Karena tidak harus berangkat sekolah maupun ke kantor, urusan mandi memang bisa dikesampingkan. Namun yang kerap jadi soal adalah urusan buang hajat. Betapa menyebalkan ketika bangun pagi-pagi ingin kencing atau buang air besar tapi masih harus nunggu orang di kamar mandi.
“Kalau yang lainnya kayak tidur, makan, mandi, enggak ada masalah. Ya di sini aja semuanya,” ujar Amel.
ADVERTISEMENT
Berbagi 50:50
Namanya usaha, tentu pendapatan berbeda-beda. Abdurrohim, 48 tahun, seorang penjaga toko kelontong Madura yang ada di daerah Jalan Kaliurang KM 5 mengatakan pendapatan sebuah toko kelontong sangat dipengaruhi dua hal. Pertama kelengkapan toko tersebut, kedua adalah lokasi yang strategis.
Toko kelontong yang dia jaga termasuk lengkap, dan lokasi tokonya berada di dekat kampus sehingga banyak mahasiswa yang menjadi konsumen mereka. Pendapatan toko kelontongnya cukup mencengangkan.

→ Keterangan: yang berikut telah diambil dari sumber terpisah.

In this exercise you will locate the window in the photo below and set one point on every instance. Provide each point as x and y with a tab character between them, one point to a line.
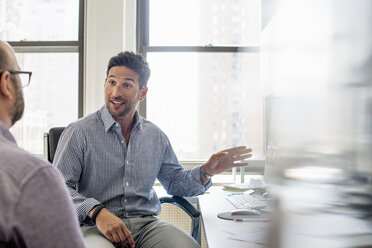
47	37
204	90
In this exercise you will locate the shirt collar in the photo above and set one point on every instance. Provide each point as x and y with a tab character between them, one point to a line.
109	122
4	131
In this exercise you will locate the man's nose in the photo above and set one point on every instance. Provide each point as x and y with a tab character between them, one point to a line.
116	91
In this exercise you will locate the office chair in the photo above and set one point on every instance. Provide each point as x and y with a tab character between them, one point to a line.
51	139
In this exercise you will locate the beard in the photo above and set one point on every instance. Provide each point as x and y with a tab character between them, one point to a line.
19	105
127	108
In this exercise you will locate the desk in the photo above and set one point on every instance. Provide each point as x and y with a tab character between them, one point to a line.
216	229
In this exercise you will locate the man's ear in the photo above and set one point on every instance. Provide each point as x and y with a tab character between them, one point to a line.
143	93
6	85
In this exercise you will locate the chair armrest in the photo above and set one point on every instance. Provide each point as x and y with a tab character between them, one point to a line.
193	212
182	203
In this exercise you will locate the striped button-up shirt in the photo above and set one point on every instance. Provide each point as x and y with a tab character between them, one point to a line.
100	168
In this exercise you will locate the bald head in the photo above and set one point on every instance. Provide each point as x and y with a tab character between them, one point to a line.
7	57
11	94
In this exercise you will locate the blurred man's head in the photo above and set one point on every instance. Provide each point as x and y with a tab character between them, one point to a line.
11	94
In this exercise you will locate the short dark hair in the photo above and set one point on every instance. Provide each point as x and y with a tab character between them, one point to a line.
135	62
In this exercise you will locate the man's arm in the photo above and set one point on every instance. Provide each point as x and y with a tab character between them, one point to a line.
112	227
44	216
69	160
226	159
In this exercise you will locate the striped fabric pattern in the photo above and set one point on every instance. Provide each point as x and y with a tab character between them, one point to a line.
99	167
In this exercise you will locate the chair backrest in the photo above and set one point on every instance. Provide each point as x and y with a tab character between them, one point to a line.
51	141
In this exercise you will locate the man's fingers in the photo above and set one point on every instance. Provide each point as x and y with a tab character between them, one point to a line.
234	149
242	157
115	237
240	152
128	235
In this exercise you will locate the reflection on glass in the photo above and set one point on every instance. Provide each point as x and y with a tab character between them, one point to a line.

“Sekarang karena corona sepi, paling Rp 4 juta sampai Rp 5 juta sehari,” kata Rohim.
Sebelum pandemi pendapatan toko lebih besar lagi, dalam sehari bisa mencapai Rp 7 juta sampai Rp 8 juta.

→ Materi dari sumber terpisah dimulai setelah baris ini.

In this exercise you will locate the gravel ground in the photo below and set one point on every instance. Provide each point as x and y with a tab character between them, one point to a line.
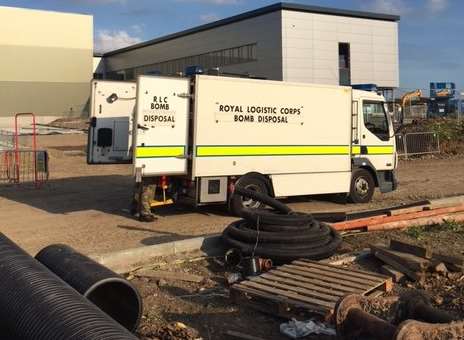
207	311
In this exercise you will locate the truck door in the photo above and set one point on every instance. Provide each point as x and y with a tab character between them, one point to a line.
162	117
377	142
111	118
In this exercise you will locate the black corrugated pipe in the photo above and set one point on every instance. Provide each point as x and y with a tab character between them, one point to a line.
35	304
109	291
280	234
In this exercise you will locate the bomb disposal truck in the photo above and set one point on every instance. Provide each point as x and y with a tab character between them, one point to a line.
199	137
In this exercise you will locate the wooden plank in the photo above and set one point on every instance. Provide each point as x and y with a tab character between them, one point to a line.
351	272
411	249
277	298
387	211
328	280
289	294
457	217
291	280
409	210
414	263
454	259
240	335
274	304
288	285
398	266
294	274
167	275
396	275
382	220
336	275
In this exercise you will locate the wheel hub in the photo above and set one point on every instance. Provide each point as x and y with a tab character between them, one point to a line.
362	186
248	202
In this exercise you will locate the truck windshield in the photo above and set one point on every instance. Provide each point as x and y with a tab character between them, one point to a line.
375	119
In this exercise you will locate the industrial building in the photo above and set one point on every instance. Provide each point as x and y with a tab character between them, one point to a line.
45	63
283	41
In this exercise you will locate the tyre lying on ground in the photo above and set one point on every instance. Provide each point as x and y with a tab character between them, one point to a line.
279	234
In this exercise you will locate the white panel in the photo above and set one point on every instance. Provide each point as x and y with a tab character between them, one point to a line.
112	107
162	125
315	109
373	43
311	184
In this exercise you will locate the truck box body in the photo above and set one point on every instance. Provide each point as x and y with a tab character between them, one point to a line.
274	128
111	111
201	136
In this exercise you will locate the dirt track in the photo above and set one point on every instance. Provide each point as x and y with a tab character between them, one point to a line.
86	206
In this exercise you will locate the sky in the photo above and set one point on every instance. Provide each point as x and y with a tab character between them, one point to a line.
431	31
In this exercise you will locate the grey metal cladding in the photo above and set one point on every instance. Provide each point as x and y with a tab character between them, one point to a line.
261	11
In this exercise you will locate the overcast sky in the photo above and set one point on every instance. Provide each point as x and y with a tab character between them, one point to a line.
431	31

Dengan omzet yang menurun cukup signifikan, dalam sebulan keuntungan toko masih bisa mencapai Rp 15-20 juta.
ADVERTISEMENT
“Setelah dipotong biaya kontrak, listrik, dan sebagianya dibagi dua sama pemilik toko, 50:50. Ya masih lumayan lah sepadan dengan kerja keras kita jaga toko 24 jam, kata Rohim.
Barangkali besarnya pendapatan toko kelontongnya karena tempatnya yang sangat strategis, karena berada di tengah kota dan masih banyak orang lewat meski sudah tengah malam. Tapi toko kelontong Madura yang dijaga oleh Rosyidah, yang lokasinya cukup terpinggir dan jauh dari pusat kota, pendapatannya bahkan lebih tinggi.
“Sehari semalam itu bisa Rp 6 juta,” kata Rosyidah.
Toko kelontong Rosidah lebih ramai pada malam hari. Salah satu faktor penting tidak lain karena semakin sedikit pesaing pada malam hari. Tak banyak toko atau swalayan yang masih buka tengah malam atau dini hari, dan toko kelontongnya menjadi satu-satunya pilihan orang sekitar jika ingin belanja sesuatu.
ADVERTISEMENT
“Paling banyak kalau malam beli rokok,” ujarnya.
Menurutnya, pendapatan itu sebanding dengan pekerjaan yang dilakukan. Keuntungan yang diperoleh setimpal dengan banyak hal yang harus mereka bayar: mengurangi waktu tidur; mengerjakan semua pekerjaan toko dari mulai belanja, menjual, sampai pembukuan; risiko bahaya kejahatan pada malam hari; serta segala kerumitan yang mesti mereka tanggung ketika membawa anak dan keluarga mereka bekerja.
“Lumayan lah, walaupun berat tapi semuanya terbayar. Kalau mau pendapatan besar ya harus mau berkorban lebih,” kata Rosyidah.
**Ini adalah seri ketiga dari 3 liputan yang memotret ketangguhan UMKM toko eceran dalam menghadapi pandemi COVID-19.